Scheinbar spontan trafen die Proteste die anwesenden Sicherheitskräfte: Mit Corona-Masken vor dem Gesicht und eingehüllt in die Flaggen ihres Landes, hatten sich am 14. Juli weit über 30.000 aserbaidschanische Bürger vor dem Parlamentsgebäude in der Hauptstadt Baku versammelt, um für einen Kriegseintritt Aserbaidschans gegen das benachbarte Armenien zu demonstrieren. 

Harter Stellungskrieg, bei dem keiner gewinnen kann

„Beendet die Quarantäne, beginnt mit dem Krieg!“ forderten die Demonstranten vor dem von Sicherheitskräften abgeriegelten Gebäude. Recht spontan hatte der „Marsch für Bergkarabach“, wie der Protestzug im Anschluß von aserbaidschanischen Medien benannt wurde, in der gut 30 Kilometer von Baku entfernten Stadt Sumgait mit nur wenigen hundert Teilnehmern begonnen, sich bis zum Abend jedoch wie ein Lauffeuer auch auf Baku ausgebreitet. Erst beim Versuch der Demonstranten, das Parlament zu stürmen und Feuer im Gebäude zu legen, antwortete die Polizei mit Tränengas und Wasserwerfern.
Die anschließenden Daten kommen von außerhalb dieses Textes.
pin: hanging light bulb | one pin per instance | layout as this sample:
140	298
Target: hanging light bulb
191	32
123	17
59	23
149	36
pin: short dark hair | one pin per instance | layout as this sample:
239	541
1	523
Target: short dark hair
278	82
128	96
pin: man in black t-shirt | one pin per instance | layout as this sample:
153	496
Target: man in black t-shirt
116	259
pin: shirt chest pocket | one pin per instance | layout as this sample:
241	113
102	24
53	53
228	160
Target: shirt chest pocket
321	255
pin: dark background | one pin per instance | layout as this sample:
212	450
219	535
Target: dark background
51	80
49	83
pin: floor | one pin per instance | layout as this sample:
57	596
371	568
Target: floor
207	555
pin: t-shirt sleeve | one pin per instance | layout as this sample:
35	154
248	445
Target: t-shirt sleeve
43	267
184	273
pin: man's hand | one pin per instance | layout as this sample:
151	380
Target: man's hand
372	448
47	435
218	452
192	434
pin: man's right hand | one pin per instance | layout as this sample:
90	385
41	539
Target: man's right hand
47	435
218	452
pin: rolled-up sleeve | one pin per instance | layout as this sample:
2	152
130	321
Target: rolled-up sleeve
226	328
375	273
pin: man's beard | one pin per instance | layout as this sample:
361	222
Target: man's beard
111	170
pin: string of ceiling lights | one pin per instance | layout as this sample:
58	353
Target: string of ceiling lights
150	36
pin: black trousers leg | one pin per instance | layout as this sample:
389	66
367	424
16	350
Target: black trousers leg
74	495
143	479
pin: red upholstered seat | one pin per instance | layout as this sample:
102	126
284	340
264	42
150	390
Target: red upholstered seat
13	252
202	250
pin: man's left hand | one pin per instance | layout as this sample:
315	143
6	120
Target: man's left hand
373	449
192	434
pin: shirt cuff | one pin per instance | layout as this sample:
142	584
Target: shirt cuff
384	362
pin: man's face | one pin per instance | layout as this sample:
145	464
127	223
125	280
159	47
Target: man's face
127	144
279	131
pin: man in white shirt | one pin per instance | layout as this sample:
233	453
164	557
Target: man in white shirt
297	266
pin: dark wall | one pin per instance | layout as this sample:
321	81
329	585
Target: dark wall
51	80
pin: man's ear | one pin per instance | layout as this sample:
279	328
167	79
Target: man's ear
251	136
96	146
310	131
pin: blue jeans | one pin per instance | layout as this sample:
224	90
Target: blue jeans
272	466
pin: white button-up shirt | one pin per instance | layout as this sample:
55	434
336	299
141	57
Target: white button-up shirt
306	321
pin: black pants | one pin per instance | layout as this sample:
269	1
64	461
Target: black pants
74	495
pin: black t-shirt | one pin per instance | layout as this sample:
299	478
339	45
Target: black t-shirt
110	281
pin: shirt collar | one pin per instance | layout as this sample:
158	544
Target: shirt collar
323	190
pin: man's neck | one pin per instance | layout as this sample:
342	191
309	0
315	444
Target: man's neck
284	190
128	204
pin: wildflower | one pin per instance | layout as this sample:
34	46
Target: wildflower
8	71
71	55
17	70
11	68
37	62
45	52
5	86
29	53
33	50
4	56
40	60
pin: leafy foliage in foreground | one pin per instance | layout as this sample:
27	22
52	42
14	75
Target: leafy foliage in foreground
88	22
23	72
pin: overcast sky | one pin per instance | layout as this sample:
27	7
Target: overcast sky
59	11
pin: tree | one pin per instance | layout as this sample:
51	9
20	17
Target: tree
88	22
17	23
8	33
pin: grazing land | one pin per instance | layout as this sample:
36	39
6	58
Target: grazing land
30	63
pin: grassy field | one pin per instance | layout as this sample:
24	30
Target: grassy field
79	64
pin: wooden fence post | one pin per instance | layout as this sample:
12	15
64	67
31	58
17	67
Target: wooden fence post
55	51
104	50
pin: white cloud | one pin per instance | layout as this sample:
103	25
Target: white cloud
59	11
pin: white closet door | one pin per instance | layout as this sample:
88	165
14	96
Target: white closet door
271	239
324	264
Noch am selben Abend verurteilte der aserbaidschanische Machthaber Ilham Aliyev die ungewöhnliche Demonstration als „versuchten Staatsstreich“ und bezichtigte die Opposition der Destabilisierung seiner Regierung. Seine Vorwürfe sind freilich aus der Luft gegriffen – seit 2003 regiert Aliyev das erdölreiche Land am Kaspischen Meer quasi im Alleingang als Nachfolger seines Vaters Heydar Aliyev, welcher vom Zerfall der Sowjetunion an die Geschicke des Landes geleitet hatte. 
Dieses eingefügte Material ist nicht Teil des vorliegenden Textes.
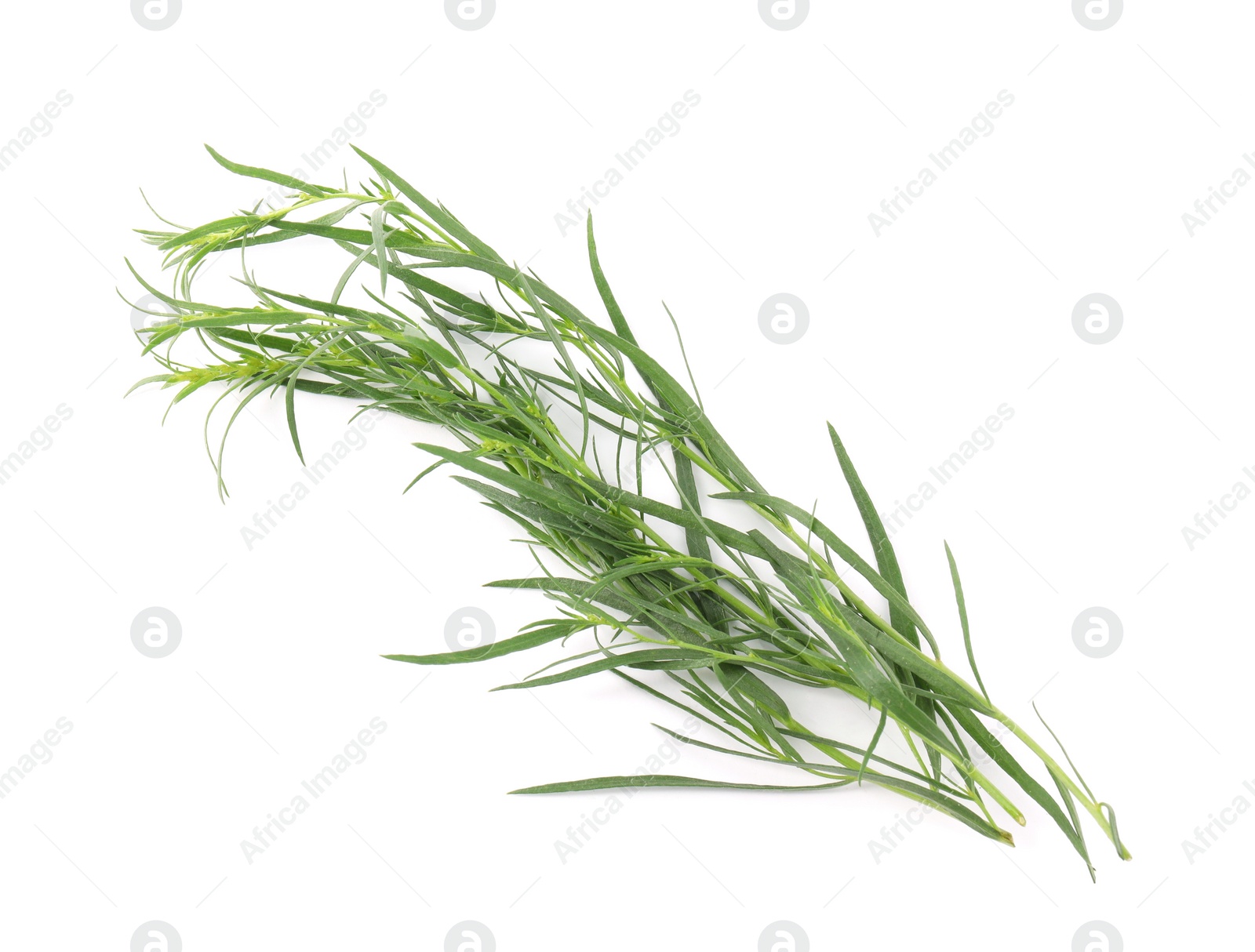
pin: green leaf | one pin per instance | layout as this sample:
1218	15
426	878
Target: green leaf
963	617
Vielmehr scheint, als habe Ilham Aliyev den Marsch auf Baku selbst inszeniert, um seinem politischen Säbelrasseln gesellschaftlichen Rückhalt zu sichern: Denn bereits zwei Tage zuvor hatten Einwohner mehrerer aserbaidschanischer Städte unter großen Sympathien der Berichterstattung staatlicher Medien während ihrer angeblich spontanen Massendemonstrationen für den Wiederanschluß Bergkarabachs an Aserbaidschan demonstriert. Die Handzeichen der Grauen Wölfe, einer nationalistischen protürkischen Gruppierung, hätten die Aufmärsche dominiert, berichteten Journalisten des Bakuer Blogs „Aze Voice“, inmitten von aserbaidschanischen wie türkischen Flaggen sowie dem Sprechchor: „Wir sind furchtlose Türken!“ Der Großteil der Aserbaidschaner ist turksprachig und bezeichnet sich selbst als „aserbaidschanische Türken“.

Auslöser der Proteste waren die seit dem 12. Juli anhaltenden militärischen Zusammenstöße aserbaidschanischer Soldaten mit armenischen Militäreinheiten an der Grenze zur armenischen Provinz Tawusch. Seit ihrer Unabhängigkeit kämpfen beide Länder um die Vorherrschaft speziell des Gebiets um Bergkarabach, um dessen Besitz sich von 1992 bis 1994 schon einmal ein Krieg entsponnen hatte, der über 50.000 Menschen das Leben kostete.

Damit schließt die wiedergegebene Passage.